Tayaw kin-pun (Burmese: တရော်ကင်ပွန်း) is a traditional shampoo in Myanmar. Shampooing with tayaw-kinpun is an important tradition in Burmese culture. The main ingredients of this shampoo consist of the bark of a shrub, known as "tayaw"[1] and soapy fruit of the senegalia rugata, known as "kin-pun". Sometimes, lime is added.

It has been used traditionally for hair care in Myanmar since ancient times, as it was believed that shampooing hair with tayaw kin-pun would make bad luck go away and bring good luck.[2] Both tayaw and kin-pun grow throughout the country in the wild and thrive without tending. This shampoo is not bought in a store, but only in the open air markets of Myanmar. Nowadays, this shampoo is sold ready made in plastic bag.[3][4]

Legend

According to legend, King Duttabaung [my] of Sri Ksetra attacked and conquered Beikthano and took the ruler Queen Panhtwar as his queen. She wanted her kingdom back. So every day, she makes the King lose power in some way as much as she can. The king had a powerful magic mole in the middle of his forehead, and it was recorded by the late people as "Three-Eyed Duttabaung".[5][6]
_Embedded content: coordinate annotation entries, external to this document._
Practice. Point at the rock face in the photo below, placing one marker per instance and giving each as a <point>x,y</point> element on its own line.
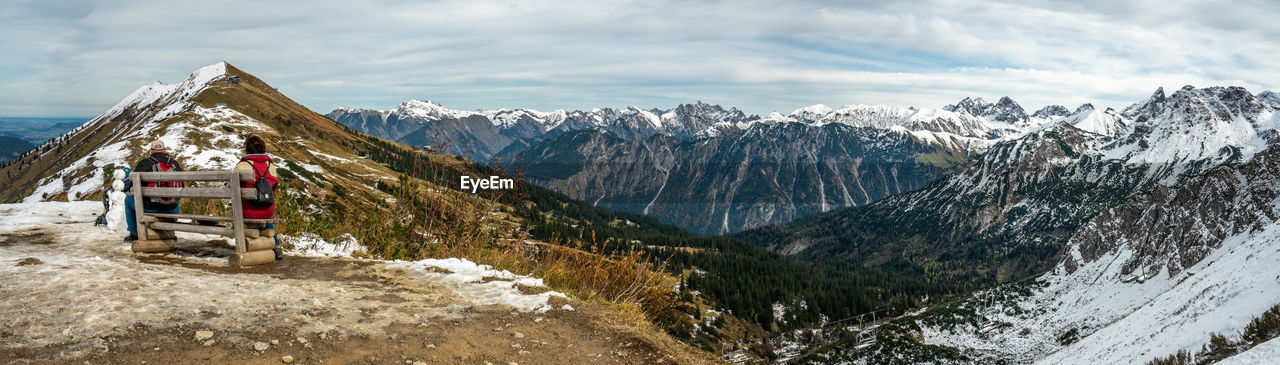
<point>1173,228</point>
<point>768,173</point>
<point>1009,211</point>
<point>703,167</point>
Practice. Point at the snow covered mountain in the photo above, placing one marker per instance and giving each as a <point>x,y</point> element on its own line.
<point>1152,241</point>
<point>204,121</point>
<point>1009,211</point>
<point>686,122</point>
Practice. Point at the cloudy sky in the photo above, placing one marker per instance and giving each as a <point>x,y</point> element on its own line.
<point>80,58</point>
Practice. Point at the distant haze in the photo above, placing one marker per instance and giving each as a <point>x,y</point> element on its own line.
<point>80,58</point>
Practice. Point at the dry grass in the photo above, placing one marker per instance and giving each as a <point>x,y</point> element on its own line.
<point>426,220</point>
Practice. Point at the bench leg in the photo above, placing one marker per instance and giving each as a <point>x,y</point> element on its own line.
<point>260,243</point>
<point>252,258</point>
<point>160,235</point>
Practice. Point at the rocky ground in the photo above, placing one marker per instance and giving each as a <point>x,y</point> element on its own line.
<point>73,293</point>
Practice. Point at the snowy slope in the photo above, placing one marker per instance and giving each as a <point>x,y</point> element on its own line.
<point>1152,275</point>
<point>145,115</point>
<point>1134,322</point>
<point>1262,354</point>
<point>88,286</point>
<point>1102,122</point>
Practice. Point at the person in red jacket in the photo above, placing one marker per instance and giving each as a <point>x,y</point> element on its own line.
<point>256,160</point>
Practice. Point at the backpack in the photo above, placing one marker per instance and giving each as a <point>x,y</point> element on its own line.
<point>264,194</point>
<point>163,168</point>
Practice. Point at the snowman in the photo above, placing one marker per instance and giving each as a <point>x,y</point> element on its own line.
<point>115,196</point>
Therefore, one day, she offered a face-cloth to Duttabaung. Really it was the lower end of her htamein. His spears and blades are no longer blight. The King used it and lost his magic mole and glory. Many subordinate kings rebelled against Duttabaung when they realized that Duttabaung was low in power. The king himself suppressed the rebellions, but couldn't fight back the enemy as he had lost his glory and had to flee. While he was​ fleeing, it started raining, and he hid under the shape of a large tayaw tree that was surrounded by branches of kin-pun. The tayaw kin-pub sap fell on the king's hair, the spear in his hand immediately became bright and his magic mole reappeared. The king strongly believed that the tayaw and kin-pun trees had the power to increase his glory. Since then successive Burmese kings used to wash their heads with tayaw-kinpun.[5]

In popular culture

  • On the last day of the Burmese new year, Burmese washing the head with the tayaw kin-pun. They wash their heads to mark the new year so that the impurities from the old year will not come.[7][8]
  • On 13 April 2021, in the aftermath of the 2021 Myanmar coup d'état, female activists from the Mya Taung strike column, against the military dictatorship with the "Tayaw kin-pun strike movement".[9]

References

  1. ^ "မှေးမှိန်လာနေတဲ့ တရော်ကင်ပွန်းသုံးစွဲခြင်း အလေ့အထ". The Myanmar Times. 31 August 2019.
  2. ^ "Soap Nut (ကင်ပွန်းသီး)". Hello Sayarwon (in Burmese). 25 September 2017.
  3. ^ "Myanmar Shampoo". www.myanmars.net. 13 November 2018.
  4. ^ "Yan Win (Taung Da Gar) – Myanmar Shampoo". THIT HTOO LWIN (Daily News). 16 April 2011.
  5. ^ a b "ဆေးဖက်ဝင်အပင်များနှင့် အဓိကပျောက်ကင်းနိုင်သောရောဂါများ". Myawawady News.
  6. ^ "တရော်ကင်းပွန်းဖြစ်လာပုံ". Ayeyar Myay. 12 July 2020.
  7. ^ "နှစ်ဆန်းတစ်ရက်နေ့". Eleven Media Group (in Burmese). 17 April 2019.
  8. ^ "မြန်မာရိုးရာ အတာနှစ်ကူး ခေါင်းဆေးမင်္ဂလာ". DVB. 14 April 2021.
  9. ^ "စစ်အာဏာရှင်ကို တရော်ကင်ပွန်းနှင့် တော်လှန်သည့် မန္တလေး". Mizzima. 14 April 2021.